“It was two A.M.,” Matt said. “If you’re going to live under this roof, young man, you’re going to follow some rules.”
“I’ve already got one father,” Alex said, glaring at Matt.
Bailey stepped between the two of them. “Both of you are five years old. Where were you last night, Alex?”
“With Carol,” he said; then, when both Matt and Bailey looked at him in astonishment, he shrugged. “Older women like me. They confide in me. Give me an old lady, and she wants to bare her soul to me. And, occasionally, bare other things. Not that Carol . . . Poor lady.”
“How is she?” Bailey asked.
“Okay. But she was pretty angry at her husband. She regrets that they didn’t make up before he died.”
Matt took a seat at the table, and Bailey went to pour hot water into her teacup, but then, as she stood at the window looking out at the mulberry tree, what Alex had said hit her. He’d meant to be flippant, but . . .
She turned to look at Matt, and he was watching her, waiting for the same thought to hit her. For a moment she and Matt stared at each other, wide-eyed.
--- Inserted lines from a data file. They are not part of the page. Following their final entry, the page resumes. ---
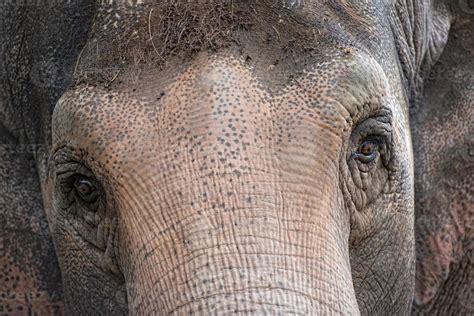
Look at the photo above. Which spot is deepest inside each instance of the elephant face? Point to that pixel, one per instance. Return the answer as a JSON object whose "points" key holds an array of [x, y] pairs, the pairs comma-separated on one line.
{"points": [[266, 169]]}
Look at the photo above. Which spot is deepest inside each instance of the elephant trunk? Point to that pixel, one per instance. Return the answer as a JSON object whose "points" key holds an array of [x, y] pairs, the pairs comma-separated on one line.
{"points": [[236, 244]]}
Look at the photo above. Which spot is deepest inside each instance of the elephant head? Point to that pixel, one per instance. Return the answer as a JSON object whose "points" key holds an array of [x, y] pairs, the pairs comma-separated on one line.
{"points": [[239, 157]]}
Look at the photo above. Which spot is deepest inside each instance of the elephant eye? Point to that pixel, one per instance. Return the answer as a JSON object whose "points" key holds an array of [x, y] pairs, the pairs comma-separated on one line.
{"points": [[368, 150], [86, 189]]}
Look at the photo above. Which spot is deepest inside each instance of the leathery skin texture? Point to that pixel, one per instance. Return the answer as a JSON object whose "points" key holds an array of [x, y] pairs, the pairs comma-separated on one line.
{"points": [[247, 158], [231, 197]]}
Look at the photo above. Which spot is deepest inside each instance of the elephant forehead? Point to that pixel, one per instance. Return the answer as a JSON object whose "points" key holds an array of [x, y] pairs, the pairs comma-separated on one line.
{"points": [[219, 101]]}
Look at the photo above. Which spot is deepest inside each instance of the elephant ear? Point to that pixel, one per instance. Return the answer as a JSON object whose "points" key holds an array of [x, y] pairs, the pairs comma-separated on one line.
{"points": [[443, 142], [38, 46]]}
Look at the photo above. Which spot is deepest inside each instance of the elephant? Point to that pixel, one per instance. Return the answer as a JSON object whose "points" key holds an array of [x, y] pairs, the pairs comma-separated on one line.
{"points": [[237, 157]]}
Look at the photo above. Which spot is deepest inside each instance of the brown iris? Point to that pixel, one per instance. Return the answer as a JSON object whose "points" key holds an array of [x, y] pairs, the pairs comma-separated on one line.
{"points": [[367, 151], [368, 148], [86, 190]]}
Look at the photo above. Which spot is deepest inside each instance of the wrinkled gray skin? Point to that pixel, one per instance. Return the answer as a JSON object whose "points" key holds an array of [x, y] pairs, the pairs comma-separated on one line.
{"points": [[264, 168]]}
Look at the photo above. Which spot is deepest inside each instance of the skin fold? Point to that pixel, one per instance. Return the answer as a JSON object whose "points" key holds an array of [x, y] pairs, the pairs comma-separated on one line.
{"points": [[247, 158]]}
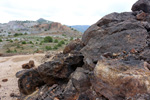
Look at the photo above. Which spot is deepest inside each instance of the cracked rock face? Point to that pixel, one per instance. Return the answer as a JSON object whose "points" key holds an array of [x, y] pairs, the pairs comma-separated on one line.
{"points": [[111, 62]]}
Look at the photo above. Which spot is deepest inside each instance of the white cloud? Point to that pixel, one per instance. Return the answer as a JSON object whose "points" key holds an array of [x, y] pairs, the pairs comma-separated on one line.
{"points": [[69, 12]]}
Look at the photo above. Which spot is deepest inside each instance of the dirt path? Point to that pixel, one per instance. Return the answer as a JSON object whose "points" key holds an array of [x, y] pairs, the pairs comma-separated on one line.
{"points": [[8, 68]]}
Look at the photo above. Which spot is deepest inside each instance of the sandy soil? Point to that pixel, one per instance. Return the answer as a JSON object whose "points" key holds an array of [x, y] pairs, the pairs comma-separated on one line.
{"points": [[8, 68]]}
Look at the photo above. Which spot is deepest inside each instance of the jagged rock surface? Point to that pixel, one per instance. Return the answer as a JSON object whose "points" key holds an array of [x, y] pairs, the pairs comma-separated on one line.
{"points": [[112, 62]]}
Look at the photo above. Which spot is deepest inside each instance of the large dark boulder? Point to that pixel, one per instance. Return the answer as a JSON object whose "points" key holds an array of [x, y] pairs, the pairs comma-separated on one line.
{"points": [[114, 37], [60, 67], [143, 5], [122, 79], [112, 62], [29, 82], [74, 46]]}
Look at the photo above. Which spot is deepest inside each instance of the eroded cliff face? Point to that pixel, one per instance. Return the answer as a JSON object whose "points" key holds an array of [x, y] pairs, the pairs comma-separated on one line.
{"points": [[111, 62]]}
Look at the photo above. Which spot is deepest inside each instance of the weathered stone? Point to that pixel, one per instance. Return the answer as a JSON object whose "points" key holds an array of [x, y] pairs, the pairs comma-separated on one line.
{"points": [[29, 81], [120, 79], [60, 67], [78, 83], [98, 29], [122, 36], [28, 65], [4, 80], [143, 5], [20, 73], [75, 45]]}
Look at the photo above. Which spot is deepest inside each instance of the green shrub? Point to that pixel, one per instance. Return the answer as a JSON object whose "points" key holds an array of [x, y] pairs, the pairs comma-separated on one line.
{"points": [[17, 34], [48, 39], [16, 39], [25, 33], [41, 42], [18, 46], [31, 42], [48, 48], [55, 41], [15, 51], [23, 42], [8, 50]]}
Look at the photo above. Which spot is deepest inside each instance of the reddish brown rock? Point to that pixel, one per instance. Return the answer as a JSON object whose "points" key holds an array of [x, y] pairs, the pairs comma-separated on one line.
{"points": [[4, 80], [75, 45], [61, 66], [118, 80]]}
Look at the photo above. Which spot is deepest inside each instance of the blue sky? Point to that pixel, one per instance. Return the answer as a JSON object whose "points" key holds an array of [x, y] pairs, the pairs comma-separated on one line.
{"points": [[68, 12]]}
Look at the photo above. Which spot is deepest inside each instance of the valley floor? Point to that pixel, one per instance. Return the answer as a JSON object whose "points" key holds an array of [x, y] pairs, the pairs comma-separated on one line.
{"points": [[8, 68]]}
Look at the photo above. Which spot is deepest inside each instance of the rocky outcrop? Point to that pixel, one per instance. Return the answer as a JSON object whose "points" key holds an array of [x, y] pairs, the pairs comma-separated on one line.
{"points": [[29, 82], [112, 62], [143, 5], [28, 65], [60, 67]]}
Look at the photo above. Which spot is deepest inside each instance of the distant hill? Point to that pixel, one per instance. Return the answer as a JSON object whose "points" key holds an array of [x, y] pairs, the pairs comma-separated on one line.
{"points": [[40, 26], [41, 21], [80, 28]]}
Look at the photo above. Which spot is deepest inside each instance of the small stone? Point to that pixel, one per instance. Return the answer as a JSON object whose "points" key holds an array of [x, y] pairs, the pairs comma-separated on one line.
{"points": [[4, 80]]}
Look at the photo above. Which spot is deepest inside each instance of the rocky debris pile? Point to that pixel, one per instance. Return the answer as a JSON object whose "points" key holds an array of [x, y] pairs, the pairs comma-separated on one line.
{"points": [[111, 62], [28, 65]]}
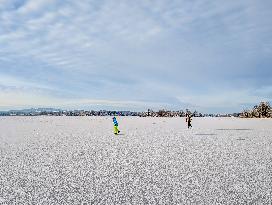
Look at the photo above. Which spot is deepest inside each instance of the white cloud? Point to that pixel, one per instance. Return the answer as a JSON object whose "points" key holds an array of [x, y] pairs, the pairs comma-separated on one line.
{"points": [[117, 43]]}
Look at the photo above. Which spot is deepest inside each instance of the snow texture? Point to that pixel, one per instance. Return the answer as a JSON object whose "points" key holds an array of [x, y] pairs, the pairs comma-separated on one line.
{"points": [[78, 160]]}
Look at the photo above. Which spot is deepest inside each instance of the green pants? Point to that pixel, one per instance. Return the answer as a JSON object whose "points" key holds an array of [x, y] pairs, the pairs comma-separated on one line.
{"points": [[116, 129]]}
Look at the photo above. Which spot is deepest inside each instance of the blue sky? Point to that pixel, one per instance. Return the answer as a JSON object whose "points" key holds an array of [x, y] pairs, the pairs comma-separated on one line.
{"points": [[213, 56]]}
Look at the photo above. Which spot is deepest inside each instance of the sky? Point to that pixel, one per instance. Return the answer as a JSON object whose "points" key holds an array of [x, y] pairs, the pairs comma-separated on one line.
{"points": [[205, 55]]}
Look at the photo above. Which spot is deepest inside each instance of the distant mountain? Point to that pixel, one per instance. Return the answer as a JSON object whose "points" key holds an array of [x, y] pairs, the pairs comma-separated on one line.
{"points": [[35, 110]]}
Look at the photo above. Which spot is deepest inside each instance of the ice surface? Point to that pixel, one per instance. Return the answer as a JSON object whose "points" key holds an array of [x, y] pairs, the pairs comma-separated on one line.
{"points": [[78, 160]]}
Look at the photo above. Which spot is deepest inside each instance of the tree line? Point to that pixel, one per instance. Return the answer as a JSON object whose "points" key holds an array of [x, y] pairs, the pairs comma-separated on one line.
{"points": [[263, 110]]}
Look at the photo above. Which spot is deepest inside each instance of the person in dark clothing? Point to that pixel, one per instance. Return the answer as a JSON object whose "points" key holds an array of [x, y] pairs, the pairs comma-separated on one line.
{"points": [[115, 126]]}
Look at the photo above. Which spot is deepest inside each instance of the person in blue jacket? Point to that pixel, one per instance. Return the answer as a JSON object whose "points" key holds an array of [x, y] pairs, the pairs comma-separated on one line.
{"points": [[115, 125]]}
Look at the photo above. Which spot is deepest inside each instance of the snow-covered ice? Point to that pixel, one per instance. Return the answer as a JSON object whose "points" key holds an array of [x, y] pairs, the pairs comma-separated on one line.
{"points": [[78, 160]]}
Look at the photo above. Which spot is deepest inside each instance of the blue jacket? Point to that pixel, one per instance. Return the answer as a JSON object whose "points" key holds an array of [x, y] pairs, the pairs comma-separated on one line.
{"points": [[115, 121]]}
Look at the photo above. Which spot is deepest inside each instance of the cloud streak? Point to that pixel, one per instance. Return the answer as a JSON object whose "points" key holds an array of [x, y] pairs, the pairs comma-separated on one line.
{"points": [[168, 52]]}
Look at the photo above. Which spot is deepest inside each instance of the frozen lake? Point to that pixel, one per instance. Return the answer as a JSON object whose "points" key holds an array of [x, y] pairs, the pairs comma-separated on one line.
{"points": [[78, 160]]}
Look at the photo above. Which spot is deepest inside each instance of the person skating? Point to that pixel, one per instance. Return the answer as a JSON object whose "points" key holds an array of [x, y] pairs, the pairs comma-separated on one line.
{"points": [[115, 125], [189, 121]]}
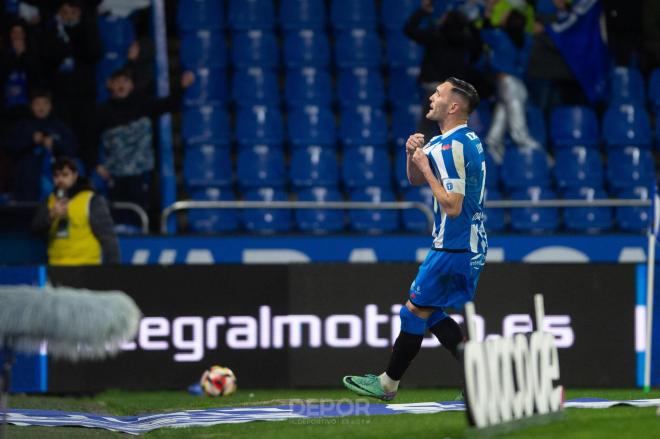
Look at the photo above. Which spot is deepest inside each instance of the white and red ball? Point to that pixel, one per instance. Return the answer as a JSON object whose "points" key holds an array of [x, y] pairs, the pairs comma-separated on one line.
{"points": [[218, 381]]}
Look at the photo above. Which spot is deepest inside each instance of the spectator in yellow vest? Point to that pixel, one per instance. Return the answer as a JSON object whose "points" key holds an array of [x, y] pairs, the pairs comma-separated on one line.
{"points": [[77, 221]]}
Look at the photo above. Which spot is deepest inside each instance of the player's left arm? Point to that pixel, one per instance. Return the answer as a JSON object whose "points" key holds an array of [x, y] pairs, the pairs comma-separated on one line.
{"points": [[451, 202]]}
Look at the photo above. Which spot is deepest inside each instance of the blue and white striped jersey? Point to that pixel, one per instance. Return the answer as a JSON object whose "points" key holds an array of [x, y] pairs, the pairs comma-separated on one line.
{"points": [[457, 159]]}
“Did I miss something?” Alex said.
“I think we may have a job for you,” Matt said softly.
“An acting job.”
“Doing what?” Alex asked suspiciously.
“We need someone to get a woman of—” Matt looked at Bailey. “How old is your sister?”
“Forty-one.”
“She’s that much older than you are?”
When Bailey nodded, Matt turned back to Alex. “We need someone to meet a forty-one-year-old woman and find out about a piece of paper, if it exists, and if it does, where it is.”
Alex looked from one to the other. “I’m going to need more information than that,” he said.
Matt looked at Bailey in a silent question: Was it all right to tell Alex about Jimmie? After a moment’s hesitation, she nodded, and Matt began telling Alex all that he needed to know. He had, of course, seen Bailey on TV on the arm of her flamboyant husband.
It was when they got to the part about Dolores, Bailey’s sister, that Matt turned to her. “If your sister is forty-one now, that means that when you were seventeen, she was already twenty-six.”
“Yes,” Bailey said, not seeing his point.
Matt and Alex exchanged one of those male looks that said that women had inferior minds.
“So?” Bailey said.
“And didn’t you tell me that she was beautiful?”
“Yes,” Bailey said. “She looked like a beauty queen. In fact, she won several pageants.”
Matt smiled. “So let me see if I have this straight. Dolores was twenty-six, beautiful, and unmarried.”
Alex looked at Bailey. “And you were seventeen, fat, and had a nose big enough to shelter a flock of geese from the rain.”
“Is there a point to this?” Bailey said, narrowing her eyes at both of them.
Matt and Alex smiled at each other, then Alex nodded toward Matt, as though to say, You take the honors.
“But in spite of the differences between the two of you, you bagged the man half of the women in America wanted. Right?” Matt said.
“I never looked at it that way,” Bailey said, “but I guess you’re right. I did.”